Il secondo, ma non secondario, è l’impatto ambientale che queste nuove modalità organizzative potrebbero avere garantendo risparmi nei consumi elettrici all’interno degli edifici pubblici e una significativa riduzione nelle emissioni di Co2 grazie alla diminuzione del traffico legato agli spostamenti per raggiungere il luogo di lavoro».

Per questo secondo Mangialardi «anziché attardarci in inutili e anacronistiche logiche che rischiano di aggiungere zavorra a un’economia italiana che, soprattutto con le risorse inserite nel Piano nazionale di Ripresa e Resilienza, ha di fronte a sé l’occasione di riformare a fondo il Paese, ci si metta subito al lavoro per fare di un provvedimento emerso in un contesto straordinario come quello pandemico la leva di quella rivoluzione organizzativa e culturale di cui la Pubblica amministrazione ha urgente bisogno».

Mauro Coltorti, presidente della Commissione Lavori Pubblici del Senato (M5s)

«Credo che il ministro Brunetta abbia solo in parte ragione – sostiene il senatore del Movimento 5 Stelle Mauro Coltorti – . La pandemia ha infatti mostrato come si possa lavorare bene ed efficacemente anche da casa e credo che molte ditte ed imprese utilizzeranno, ove possibile, il tele-lavoro.
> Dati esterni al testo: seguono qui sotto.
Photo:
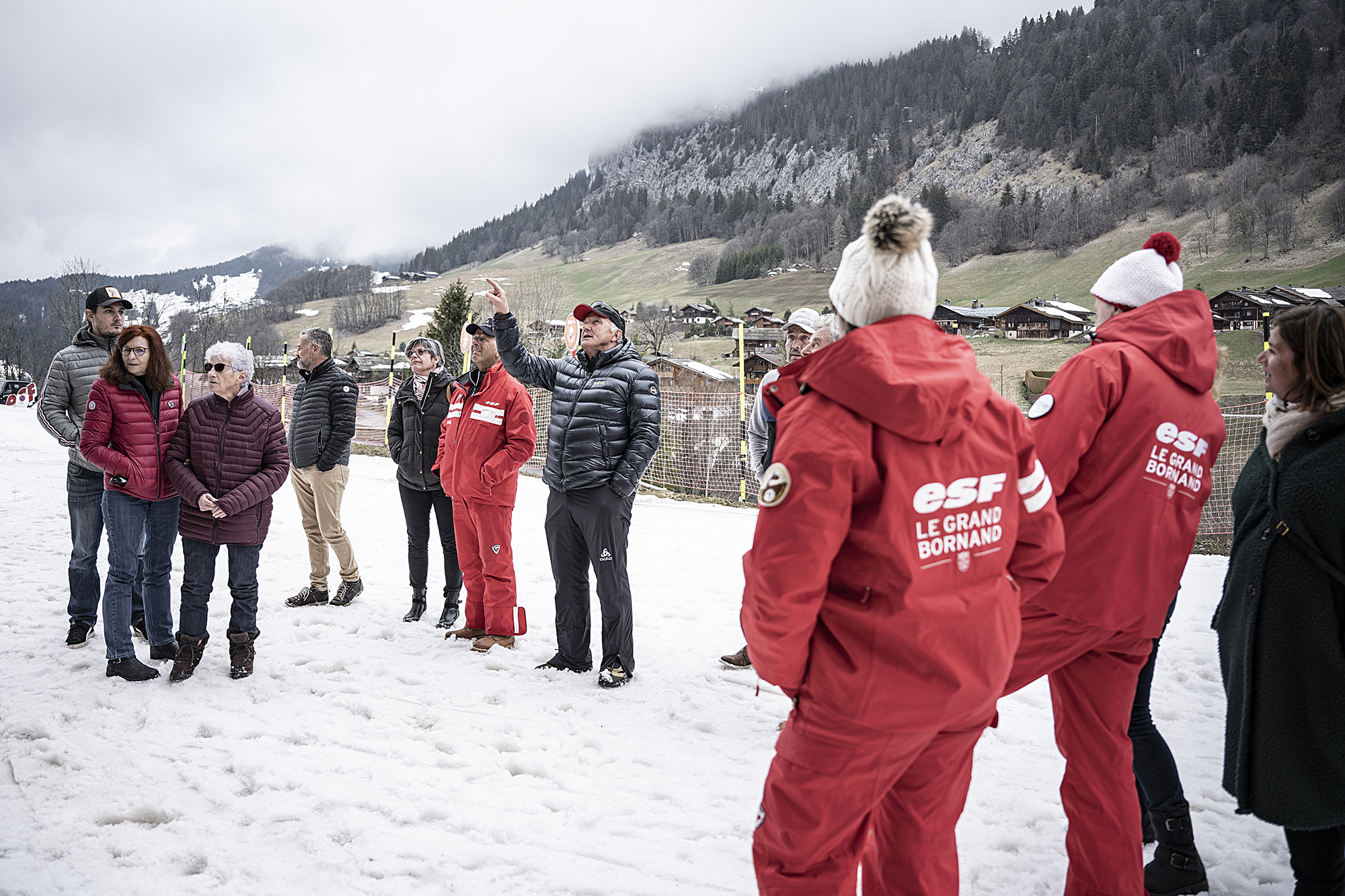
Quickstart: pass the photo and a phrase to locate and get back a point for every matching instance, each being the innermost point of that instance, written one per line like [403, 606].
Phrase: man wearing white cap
[1128, 432]
[801, 330]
Sarà stata l’esperienza maturata in questo periodo di lock-down a indicare i settori dove questo è possibile».

Per il pentastellato il lavoro agile potrebbe essere uno strumento utile «a tutti quei lavori dove la creatività gioca un ruolo importante e non è necessario uno scambio continuo con il datore di lavoro ed colleghi. Ci sono inoltre vari settori dove la produttività può essere facilmente controllata».
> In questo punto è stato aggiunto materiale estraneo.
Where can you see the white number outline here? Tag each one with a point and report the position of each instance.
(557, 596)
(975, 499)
Dall’altro lato evidenzia che ci sono anche professioni «dove la presenza è importante ed in alcuni casi indispensabile. Penso a tutti i lavori dove assume estrema importanza una profonda interazione personale ed i gesti e le espressioni giocano un ruolo fondamentale».

Massimo Montesi, coordinatore regionale Articolo Uno, con il Ministro della Salute Roberto Speranza

Polemico il coordinatore regionale di Articolo Uno, Massimo Montesi: «Le dichiarazioni del ministro della Pubblica Amministrazione, mettono a nudo il suo retroterra culturale e politico – afferma – . Con disprezzo liquida lo smart working nella pubblica amministrazione come una sorta di furbata di lavoratori fannulloni. Non ci si può aspettare altro purtroppo da simili personaggi. Difficile far comprendere ciò che è evidente a tutti, forse tranne che a lui e a quella parte politica ed economica. Questa crisi ridisegna un mondo nuovo, nelle fondamenta, e lo smart working ne è solo una parte».
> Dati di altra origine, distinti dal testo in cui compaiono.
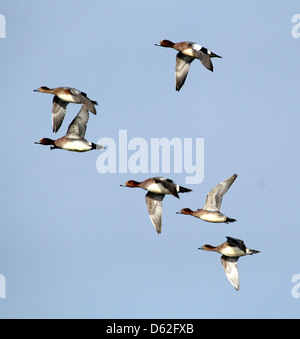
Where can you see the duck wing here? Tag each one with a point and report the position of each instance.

Un sistema di «rapporti, trasporti, utilizzo del tempo e degli spazi, dell’urbanistica delle città e dei territori» nuovo che secondo Montesi «ridurlo a semplice, è ideologicamente sbagliato». Una visione che per l’esponente del partito rappresenta «la destra» che mostra una «incapacità di visione e di valori sul mondo del lavoro e dei lavoratori».